Wahn - Duma Key
über den Ellbogen war schlaff und wie abgestorben, im Scheinwerferlicht teigig blass, aber sie stand mit gespreizten Beinen und sicher da. Eine Brise voll nächtlicher Düfte wehte ihr Haar zurück, und ich war nicht im Geringsten überrascht, an ihrer rechten Kopfseite eine Vertiefung - eine sehr alte Narbe - zu sehen. Ihre Narbe hätte fast ein Zwilling meiner eigenen sein können.
Wireman kam um die offene Beifahrertür herum und blieb sekundenlang unschlüssig stehen. Ich glaube, er überlegte, ob er sich noch trösten lassen konnte, statt selbst Trost zu spenden. Dann bewegte er sich in einem bärenartigen, schlurfenden Trott mit gesenktem Kopf auf sie zu, sodass die langen Haare seine Ohren verbargen und seine Wangen streiften. Elizabeth schloss ihn in die Arme und zog seinen Kopf an ihren beträchtlichen Busen. Dabei schwankte sie einen Augenblick, sodass ich besorgt war, aber dann fing sie sich wieder, und ich sah, wie ihre knotigen, von Arthritis verkrümmten Hände seinen Rücken, der jetzt heftig bebte, zu reiben begannen.

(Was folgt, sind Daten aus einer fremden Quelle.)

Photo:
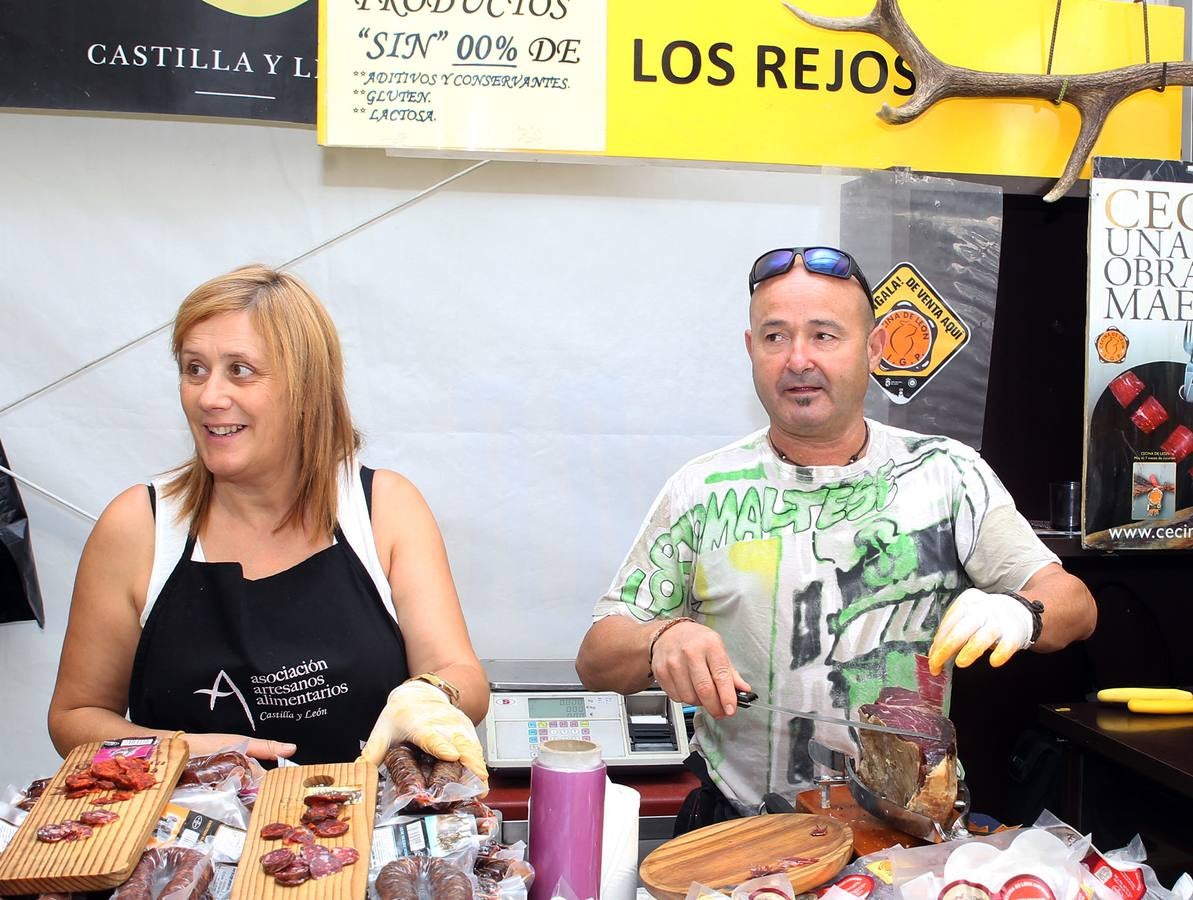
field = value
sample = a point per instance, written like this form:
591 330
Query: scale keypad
542 729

Ihre Augen sahen mir entgegen, als ich etwas verunsichert auf die beiden zuging. Sie waren völlig klar. Dies war nicht die Frau, die gefragt hatte, wann der Zug komme, und darüber geklagt hatte, dass sie so beschissen konfus sei. Ihre Schalter standen sämtlich auf EIN. Zumindest vorläufig.

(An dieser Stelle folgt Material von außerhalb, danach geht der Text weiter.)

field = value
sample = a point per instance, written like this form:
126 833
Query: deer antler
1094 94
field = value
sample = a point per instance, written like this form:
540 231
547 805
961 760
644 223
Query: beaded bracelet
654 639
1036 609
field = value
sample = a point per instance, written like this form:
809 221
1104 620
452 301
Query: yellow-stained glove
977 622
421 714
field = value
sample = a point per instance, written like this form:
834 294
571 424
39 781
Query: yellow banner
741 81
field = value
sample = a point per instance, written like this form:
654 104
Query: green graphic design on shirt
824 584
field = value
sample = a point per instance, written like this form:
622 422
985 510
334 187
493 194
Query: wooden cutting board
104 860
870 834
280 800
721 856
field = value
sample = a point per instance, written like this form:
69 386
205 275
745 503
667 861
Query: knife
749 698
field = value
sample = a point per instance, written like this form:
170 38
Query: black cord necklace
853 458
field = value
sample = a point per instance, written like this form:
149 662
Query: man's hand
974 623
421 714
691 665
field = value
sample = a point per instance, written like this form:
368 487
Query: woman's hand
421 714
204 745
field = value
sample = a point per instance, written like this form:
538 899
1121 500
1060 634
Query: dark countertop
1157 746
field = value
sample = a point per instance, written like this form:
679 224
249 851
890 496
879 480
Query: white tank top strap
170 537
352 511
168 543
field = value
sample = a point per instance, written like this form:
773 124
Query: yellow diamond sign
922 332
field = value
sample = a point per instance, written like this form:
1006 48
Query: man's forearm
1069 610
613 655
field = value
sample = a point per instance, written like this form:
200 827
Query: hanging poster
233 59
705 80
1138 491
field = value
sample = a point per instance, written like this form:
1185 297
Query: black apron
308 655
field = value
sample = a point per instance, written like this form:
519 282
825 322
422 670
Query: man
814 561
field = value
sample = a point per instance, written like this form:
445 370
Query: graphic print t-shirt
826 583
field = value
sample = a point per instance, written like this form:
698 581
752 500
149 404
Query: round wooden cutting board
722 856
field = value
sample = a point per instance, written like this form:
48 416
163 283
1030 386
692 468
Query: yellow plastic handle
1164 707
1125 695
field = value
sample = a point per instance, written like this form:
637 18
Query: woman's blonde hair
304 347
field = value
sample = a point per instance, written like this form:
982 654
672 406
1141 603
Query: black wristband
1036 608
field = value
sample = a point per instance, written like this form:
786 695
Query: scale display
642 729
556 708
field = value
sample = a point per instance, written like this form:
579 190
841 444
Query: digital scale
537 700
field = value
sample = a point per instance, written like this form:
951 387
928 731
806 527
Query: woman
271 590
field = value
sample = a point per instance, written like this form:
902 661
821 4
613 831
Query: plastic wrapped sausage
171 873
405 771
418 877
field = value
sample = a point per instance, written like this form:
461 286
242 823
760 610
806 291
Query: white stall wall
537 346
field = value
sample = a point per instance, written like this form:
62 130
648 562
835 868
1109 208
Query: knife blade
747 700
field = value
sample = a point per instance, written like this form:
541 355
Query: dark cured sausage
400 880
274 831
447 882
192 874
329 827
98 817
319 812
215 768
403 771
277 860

»Danke, wir kommen zurecht«, sagte sie. »Sie können heimfahren, Edgar.«
»Aber...«
»Wir kommen zurecht.« Ihre verkrümmten Finger rieben seinen Rücken. Rieben ihn unendlich zärtlich. »Wireman schiebt mich hinein. In ein, zwei Minuten. Nicht wahr, Wireman?«
Er nickte an ihrer Brust, ohne den Kopf zu heben oder einen Laut von sich zu geben.

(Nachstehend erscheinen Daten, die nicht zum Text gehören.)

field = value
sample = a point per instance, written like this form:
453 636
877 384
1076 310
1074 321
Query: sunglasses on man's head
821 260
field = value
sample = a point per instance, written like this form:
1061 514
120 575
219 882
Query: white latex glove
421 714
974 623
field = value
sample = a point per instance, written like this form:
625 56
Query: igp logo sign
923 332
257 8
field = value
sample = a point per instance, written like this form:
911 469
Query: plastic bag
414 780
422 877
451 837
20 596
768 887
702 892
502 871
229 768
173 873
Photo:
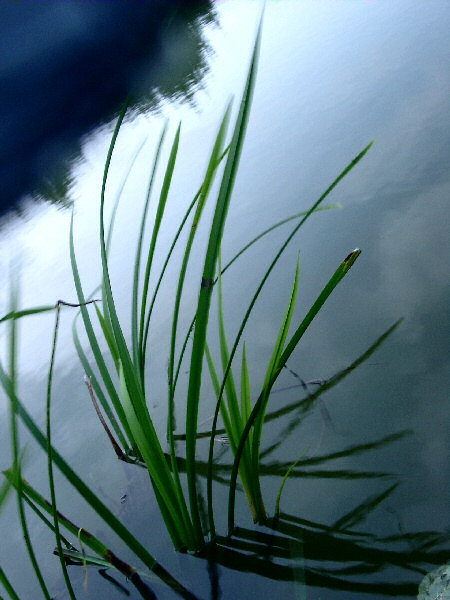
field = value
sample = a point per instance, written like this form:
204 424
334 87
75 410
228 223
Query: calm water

Ich überlegte, dann beschloss ich, ihrem Wunsch zu entsprechen. »Also schön. Gute Nacht, Elizabeth. Gute Nacht, Wireman. Komm, Jack, wir fahren.«
Unter den Griffen der Gehhilfe befand sich ein Ablagefach. Jack legte die Taschenlampe hinein, warf einen Blick auf Wireman - der noch immer dastand und seinen Kopf am Busen der alten Frau verbarg - und ging zur offenen Beifahrertür meines Wagens. »Gut Nacht, Ma’am.«
»Gute Nacht, junger Mann. Sie sind ein ungeduldiger Parcheesi-Spieler, aber Sie haben Potenzial. Und, Edgar?« Sie betrachtete mich gelassen über Wiremans gesenkten Kopf, über seinen bebenden Rücken hinweg. »Das Wasser fließt jetzt rascher. Bald kommen Stromschnellen. Spüren Sie das?«
»Ja«, sagte ich. Ich wusste nicht, wovon sie sprach. Ich wusste genau , wovon sie sprach.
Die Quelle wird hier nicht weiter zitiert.